Let’s take the example of accessing a medical file. Digital identity technologies would provide a way of requesting a digital health insurance card from the issuer (from Assurance Maladie in France, for example). The card would then be encrypted and stored in the holder’s digital wallet.

To access this medical file, a doctor must first verify the authenticity of the digital identity via a decentralized verifiable data registry (a blockchain). This registry ensures that a credential (health insurance card) has been issued to the patient by a trusted issuer and that the issuer has not revoked this credential. It is only after this validation, and with the patient’s consent, that the doctor can access the medical file. The decentralized registry means that the verifier no longer needs to be in contact or “connected” with the issuer to validate the authenticity of the credential presented to them.

Trust architecture

How is a digital wallet different from Google Wallet or Apple Pay? The latter store sensitive data on a cloud-based infrastructure managed respectively by Google and Apple. These organizations have access to everything their users are doing at all times.

By contrast, the citizen’s digital wallet is located on the individual’s mobile device. This means that only that individual has access to their activity history and the data stored in the software, unless they consent to it being shared. Digital wallets are built using open standards and protocols and can therefore achieve a high degree of interoperability. This allows users to manage and share their identity flexibly and securely across a diverse ecosystem, regardless of the technology providers use.

Back to the future

This decentralized model lets users move confidently through the digital world, sharing their personal data selectively, securely, and confidentially. Although this technology is already available, adopting it is crucial to revolutionizing the way we manage and share information in the digital age. It transcends technology itself, addressing issues of privacy, security, transparency, and access to information.

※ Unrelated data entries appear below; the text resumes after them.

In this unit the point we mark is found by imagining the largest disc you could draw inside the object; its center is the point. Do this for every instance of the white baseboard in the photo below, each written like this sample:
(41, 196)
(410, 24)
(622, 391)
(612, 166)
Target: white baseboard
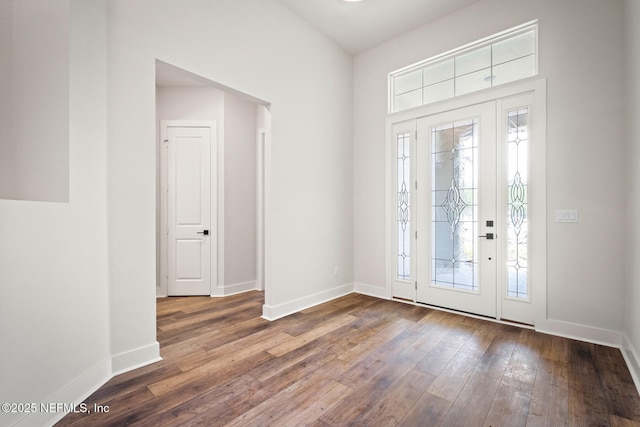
(575, 331)
(137, 358)
(373, 291)
(237, 288)
(72, 394)
(282, 310)
(633, 361)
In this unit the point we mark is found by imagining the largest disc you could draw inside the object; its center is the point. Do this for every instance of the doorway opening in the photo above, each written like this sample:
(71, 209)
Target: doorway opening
(212, 216)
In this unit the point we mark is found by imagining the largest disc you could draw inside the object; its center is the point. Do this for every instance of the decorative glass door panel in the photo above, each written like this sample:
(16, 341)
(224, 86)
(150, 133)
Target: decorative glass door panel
(403, 166)
(456, 207)
(454, 216)
(517, 218)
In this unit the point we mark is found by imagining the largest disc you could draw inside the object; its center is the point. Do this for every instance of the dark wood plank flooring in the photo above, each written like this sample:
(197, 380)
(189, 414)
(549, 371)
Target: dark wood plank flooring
(360, 361)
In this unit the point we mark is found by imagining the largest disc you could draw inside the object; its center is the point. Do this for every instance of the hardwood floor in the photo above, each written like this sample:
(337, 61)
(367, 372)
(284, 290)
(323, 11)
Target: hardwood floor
(360, 361)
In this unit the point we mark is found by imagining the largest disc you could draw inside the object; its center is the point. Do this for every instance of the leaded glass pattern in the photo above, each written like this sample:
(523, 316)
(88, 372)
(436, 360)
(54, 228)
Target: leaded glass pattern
(517, 202)
(403, 142)
(454, 205)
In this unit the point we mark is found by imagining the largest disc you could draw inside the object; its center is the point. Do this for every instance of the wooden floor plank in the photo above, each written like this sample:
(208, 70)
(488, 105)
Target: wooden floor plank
(359, 360)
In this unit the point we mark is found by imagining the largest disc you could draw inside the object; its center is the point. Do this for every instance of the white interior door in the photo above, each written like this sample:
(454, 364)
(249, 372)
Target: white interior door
(189, 226)
(456, 210)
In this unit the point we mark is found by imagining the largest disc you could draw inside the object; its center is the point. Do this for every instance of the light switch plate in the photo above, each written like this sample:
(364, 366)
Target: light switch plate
(567, 215)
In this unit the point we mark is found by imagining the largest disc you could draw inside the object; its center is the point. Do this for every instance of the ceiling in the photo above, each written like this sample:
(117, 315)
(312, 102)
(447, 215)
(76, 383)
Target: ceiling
(362, 25)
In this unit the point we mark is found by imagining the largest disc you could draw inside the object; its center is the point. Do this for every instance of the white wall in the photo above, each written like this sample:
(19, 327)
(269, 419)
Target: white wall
(54, 319)
(632, 130)
(6, 53)
(239, 192)
(581, 57)
(247, 46)
(34, 73)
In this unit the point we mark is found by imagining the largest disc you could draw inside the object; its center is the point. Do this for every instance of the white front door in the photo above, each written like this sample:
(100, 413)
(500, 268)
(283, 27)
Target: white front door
(189, 226)
(468, 205)
(456, 210)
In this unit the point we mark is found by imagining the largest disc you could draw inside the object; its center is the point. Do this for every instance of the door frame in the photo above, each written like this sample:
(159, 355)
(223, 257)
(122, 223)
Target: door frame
(217, 206)
(537, 193)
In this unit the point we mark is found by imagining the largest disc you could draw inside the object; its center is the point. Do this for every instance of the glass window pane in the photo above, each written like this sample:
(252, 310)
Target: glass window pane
(438, 72)
(438, 92)
(514, 70)
(454, 222)
(473, 82)
(408, 82)
(514, 47)
(473, 61)
(517, 203)
(408, 100)
(403, 147)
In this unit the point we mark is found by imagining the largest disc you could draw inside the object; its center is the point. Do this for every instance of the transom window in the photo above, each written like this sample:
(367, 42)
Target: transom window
(502, 58)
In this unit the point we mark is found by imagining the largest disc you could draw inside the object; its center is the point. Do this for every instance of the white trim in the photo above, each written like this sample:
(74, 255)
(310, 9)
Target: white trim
(600, 336)
(136, 358)
(287, 308)
(453, 53)
(73, 392)
(372, 291)
(261, 138)
(633, 361)
(236, 288)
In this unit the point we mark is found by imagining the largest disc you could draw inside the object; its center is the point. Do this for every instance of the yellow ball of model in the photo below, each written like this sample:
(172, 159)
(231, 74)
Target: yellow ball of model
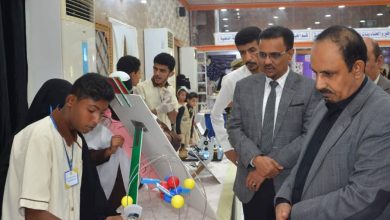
(126, 201)
(177, 201)
(189, 183)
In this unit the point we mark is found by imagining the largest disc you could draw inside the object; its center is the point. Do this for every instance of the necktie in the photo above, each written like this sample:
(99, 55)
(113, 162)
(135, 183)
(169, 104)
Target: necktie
(267, 131)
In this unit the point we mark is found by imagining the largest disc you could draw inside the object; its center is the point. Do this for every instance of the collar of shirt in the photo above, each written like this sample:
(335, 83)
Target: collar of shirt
(377, 79)
(281, 81)
(155, 85)
(341, 105)
(278, 90)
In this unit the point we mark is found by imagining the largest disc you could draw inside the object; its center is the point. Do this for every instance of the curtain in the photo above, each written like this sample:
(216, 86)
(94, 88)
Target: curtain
(13, 79)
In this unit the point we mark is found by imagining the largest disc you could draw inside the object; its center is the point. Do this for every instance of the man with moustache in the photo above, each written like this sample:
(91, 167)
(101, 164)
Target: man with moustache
(247, 43)
(343, 169)
(374, 64)
(158, 95)
(270, 116)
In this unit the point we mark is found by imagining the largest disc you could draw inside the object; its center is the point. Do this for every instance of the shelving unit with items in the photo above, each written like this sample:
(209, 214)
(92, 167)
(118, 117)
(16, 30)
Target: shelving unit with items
(201, 80)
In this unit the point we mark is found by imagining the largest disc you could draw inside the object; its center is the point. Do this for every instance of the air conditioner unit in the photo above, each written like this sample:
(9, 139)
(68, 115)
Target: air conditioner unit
(60, 40)
(157, 40)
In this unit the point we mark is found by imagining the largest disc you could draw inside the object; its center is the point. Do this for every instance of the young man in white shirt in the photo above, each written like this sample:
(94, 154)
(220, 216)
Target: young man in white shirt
(247, 43)
(45, 171)
(158, 95)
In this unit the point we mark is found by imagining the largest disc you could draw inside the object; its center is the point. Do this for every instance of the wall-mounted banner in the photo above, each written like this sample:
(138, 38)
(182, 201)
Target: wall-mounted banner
(304, 35)
(224, 38)
(375, 33)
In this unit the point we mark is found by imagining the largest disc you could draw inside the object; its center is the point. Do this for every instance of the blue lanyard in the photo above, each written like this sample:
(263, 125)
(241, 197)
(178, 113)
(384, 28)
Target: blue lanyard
(70, 161)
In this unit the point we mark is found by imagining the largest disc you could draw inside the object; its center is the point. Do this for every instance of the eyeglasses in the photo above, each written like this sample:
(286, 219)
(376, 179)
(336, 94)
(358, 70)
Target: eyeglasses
(273, 56)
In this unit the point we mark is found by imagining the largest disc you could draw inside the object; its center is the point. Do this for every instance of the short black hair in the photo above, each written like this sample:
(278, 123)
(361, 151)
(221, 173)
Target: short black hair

Canada is keeping a close eye on European initiatives concerning digital identity standards and projects. At the provincial level, British Columbia has successfully implemented a digital identity program for its residents. Other provinces, including Ontario, Nova Scotia and Alberta, are following suit. Quebec has begun its digital transformation, as seen with its ClicSéqur and Clic Santé initiatives, designed to optimize digital public services for Quebecers.